A selective and efficient anticancer therapy requires an efficient uptake of the drug by cancer cells, which in turn depends on the ability of the drug to interact and penetrate the cell membrane. Using model cell membranes (CTAB and LEC), we evaluated in situ the interactions performed by a new family of differently decorated carbosilane dendrimers through a computer-assisted EPR analysis. The analysis of the EPR spectra provided parameters informative of the interacting ability of the dendrimers, and the type and strength of interactions in function of the effect of a metal (Ru(II)), the type of model membrane, a partial functionalization, and generation.

In order to report the interactions from the dendrimer point of view, we synthesized new heterofunctional Ru(II) metallodendrimers labelled with a TEMPO radical. The new nanotheranostic Gn-RuT dendrimers can potentially exhibit an antitumor effect while monitoring in real time drug release and distribution. In the synthetic route, interesting precursors were prepared—The Gn-PyN family, with multiple iminopyridine ligands and a single –NH2 group, and the Gn-PyT family, with multiple iminopyridine ligands and a TEMPO label. These subtle changes of a single group later revealed important differences regarding the interactions between the dendrimers and the CTAB and LEC models. Initially, a comparative EPR study was performed on the labelled dendrimers Gn-PyT and Gn-RuT in the absence and presence of the model membranes. It was found that the Gn-PyT dendrimers partially penetrated the micelle structure, with G1-PyT being more interactive than G2-PyT. In the liposomes the interactions occurred at the external surface, with G2-PyT being more interactive than G1-PyT. In the metallodendrimers, the TEMPO group interacted with Ru(II) ions but gained freedom entering the micellar structure; otherwise their mobility was slowed down by interacting with the LEC surface. Therefore, for both Gn-PyT and Gn-RuT, the interactions were perturbative of the CTAB micellar structure, but preserve the LEC structure, mainly occurring at the external interface.

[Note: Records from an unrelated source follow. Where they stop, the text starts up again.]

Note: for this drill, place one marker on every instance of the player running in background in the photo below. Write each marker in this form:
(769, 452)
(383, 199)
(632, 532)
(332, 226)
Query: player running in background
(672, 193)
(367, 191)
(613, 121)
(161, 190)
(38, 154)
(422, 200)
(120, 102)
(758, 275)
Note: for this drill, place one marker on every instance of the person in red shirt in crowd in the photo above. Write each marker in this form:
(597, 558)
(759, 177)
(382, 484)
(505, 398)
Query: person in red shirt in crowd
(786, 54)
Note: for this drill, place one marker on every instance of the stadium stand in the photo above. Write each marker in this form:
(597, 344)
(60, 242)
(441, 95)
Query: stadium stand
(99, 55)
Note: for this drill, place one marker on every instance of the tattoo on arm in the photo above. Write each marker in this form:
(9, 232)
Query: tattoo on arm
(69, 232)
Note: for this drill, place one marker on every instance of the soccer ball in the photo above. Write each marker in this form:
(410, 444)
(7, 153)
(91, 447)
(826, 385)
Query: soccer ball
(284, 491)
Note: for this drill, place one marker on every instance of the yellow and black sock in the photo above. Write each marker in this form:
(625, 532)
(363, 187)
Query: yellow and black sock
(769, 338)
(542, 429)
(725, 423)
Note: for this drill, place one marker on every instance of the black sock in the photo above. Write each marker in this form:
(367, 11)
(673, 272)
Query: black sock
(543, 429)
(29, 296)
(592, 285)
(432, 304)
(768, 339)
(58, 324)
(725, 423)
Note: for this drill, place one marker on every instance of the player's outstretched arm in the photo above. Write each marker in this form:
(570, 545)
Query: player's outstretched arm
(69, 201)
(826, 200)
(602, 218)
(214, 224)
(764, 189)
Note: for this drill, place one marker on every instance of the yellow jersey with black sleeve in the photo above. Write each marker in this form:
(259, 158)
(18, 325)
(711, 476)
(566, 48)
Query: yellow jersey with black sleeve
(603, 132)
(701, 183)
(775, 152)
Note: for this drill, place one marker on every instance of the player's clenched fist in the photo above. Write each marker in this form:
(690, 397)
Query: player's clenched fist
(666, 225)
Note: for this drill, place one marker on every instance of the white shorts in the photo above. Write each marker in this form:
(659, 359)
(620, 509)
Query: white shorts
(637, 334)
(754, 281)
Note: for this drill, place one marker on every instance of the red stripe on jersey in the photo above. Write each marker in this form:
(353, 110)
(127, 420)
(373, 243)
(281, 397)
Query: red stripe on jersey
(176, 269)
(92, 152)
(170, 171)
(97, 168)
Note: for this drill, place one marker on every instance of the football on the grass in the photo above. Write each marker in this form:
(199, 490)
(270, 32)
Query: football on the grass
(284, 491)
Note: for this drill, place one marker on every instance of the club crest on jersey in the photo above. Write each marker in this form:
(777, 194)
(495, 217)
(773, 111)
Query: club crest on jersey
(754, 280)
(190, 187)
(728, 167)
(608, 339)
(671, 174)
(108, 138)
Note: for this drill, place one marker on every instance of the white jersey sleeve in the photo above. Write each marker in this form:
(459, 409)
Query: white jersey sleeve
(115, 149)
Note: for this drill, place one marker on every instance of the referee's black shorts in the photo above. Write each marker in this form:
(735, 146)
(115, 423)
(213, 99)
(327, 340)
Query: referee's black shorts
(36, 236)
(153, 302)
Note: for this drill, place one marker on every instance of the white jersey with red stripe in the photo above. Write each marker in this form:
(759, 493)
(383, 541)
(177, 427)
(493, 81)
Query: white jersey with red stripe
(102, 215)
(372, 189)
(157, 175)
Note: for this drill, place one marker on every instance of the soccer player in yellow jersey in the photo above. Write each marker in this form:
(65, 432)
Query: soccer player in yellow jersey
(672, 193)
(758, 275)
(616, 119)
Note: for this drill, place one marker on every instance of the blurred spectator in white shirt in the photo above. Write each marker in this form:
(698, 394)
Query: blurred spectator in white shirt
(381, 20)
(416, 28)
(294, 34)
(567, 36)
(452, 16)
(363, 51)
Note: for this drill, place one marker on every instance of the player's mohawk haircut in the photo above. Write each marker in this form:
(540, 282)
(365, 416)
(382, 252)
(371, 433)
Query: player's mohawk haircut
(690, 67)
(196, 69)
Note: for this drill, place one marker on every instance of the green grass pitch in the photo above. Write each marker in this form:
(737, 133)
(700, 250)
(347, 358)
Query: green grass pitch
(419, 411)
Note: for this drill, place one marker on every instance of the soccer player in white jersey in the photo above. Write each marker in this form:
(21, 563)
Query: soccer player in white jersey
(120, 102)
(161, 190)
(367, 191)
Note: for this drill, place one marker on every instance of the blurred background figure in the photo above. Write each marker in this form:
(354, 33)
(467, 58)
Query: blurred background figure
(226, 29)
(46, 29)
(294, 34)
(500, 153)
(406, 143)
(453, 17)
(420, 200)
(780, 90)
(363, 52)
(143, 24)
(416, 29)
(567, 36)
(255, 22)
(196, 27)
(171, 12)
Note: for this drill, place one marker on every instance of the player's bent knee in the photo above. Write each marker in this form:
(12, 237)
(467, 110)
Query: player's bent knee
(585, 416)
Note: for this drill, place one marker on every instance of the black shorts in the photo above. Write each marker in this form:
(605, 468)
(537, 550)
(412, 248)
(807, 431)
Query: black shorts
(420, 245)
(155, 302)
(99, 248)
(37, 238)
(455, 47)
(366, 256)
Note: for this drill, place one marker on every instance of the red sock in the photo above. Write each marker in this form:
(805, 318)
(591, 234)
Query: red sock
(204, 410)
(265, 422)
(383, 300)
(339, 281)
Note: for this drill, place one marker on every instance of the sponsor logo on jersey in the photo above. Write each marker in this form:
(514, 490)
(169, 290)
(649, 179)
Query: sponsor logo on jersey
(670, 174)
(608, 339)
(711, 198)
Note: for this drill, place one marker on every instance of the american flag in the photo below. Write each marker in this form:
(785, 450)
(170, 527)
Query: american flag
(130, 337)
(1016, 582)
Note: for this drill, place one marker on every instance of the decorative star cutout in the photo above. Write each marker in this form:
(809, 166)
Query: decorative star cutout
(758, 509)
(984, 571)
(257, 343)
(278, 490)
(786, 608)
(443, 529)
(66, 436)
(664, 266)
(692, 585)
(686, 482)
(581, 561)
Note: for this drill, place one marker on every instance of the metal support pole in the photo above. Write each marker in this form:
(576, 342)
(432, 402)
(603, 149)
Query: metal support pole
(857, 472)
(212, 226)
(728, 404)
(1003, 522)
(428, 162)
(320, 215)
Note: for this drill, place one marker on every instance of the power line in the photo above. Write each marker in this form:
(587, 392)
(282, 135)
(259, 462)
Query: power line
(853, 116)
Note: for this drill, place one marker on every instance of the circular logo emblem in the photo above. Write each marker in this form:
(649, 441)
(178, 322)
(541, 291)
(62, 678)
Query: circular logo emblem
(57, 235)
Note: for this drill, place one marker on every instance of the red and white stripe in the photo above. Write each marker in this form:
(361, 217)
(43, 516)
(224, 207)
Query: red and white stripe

The EPR results from the spin-labelled dendrimers were compared and integrated with those obtained by both the unlabeled dendrimer precursors (Gn-PyN) and the homofunctional iminopyridine dendrimers (Gn-Py). In these last cases, the CAT12 probe demonstrated the provision of complementary information with respect to those obtained with the labelled dendrimers. Also in this case, the computer aided EPR analysis allowed us to extract similar parameters as those obtained by means of the TEMPO label, but the point of view provided by CAT12 was on the model membrane side, since this spin probe is deeply inserted into the surfactant aggregates. It was found, similar to Gn-PyT, that G1-Py interacts better with CTAB, while G2-Py interacts better with LEC. G1-Py and G1-PyN interactions with CTAB produced an extraction of probes from the micelles to the solution, which was related to a restructuration of the micelles in agreement with the results from the labelled dendrimers. The presence of the NH2 group at the G2-PyN surface promoted polar and electrostatic interactions with the micelles instead of penetration of dendrimer branches into the micellar structure. Therefore, the presence of NH2 at the G1-PyN dendrimer surface impeded the penetration into the micelle, favoring interactions at the charged external surface.

Clearly the EPR analysis demonstrated itself to be very useful in providing detailed information on the mechanism of interactions of the dendrimer with a model cell membrane, in view of the use of these new dendrimers as anticancer drugs. A second manuscript containing comparative EPR experiments and biological tests using both healthy and tumor cells in the absence and presence of the dendrimers is currently in preparation.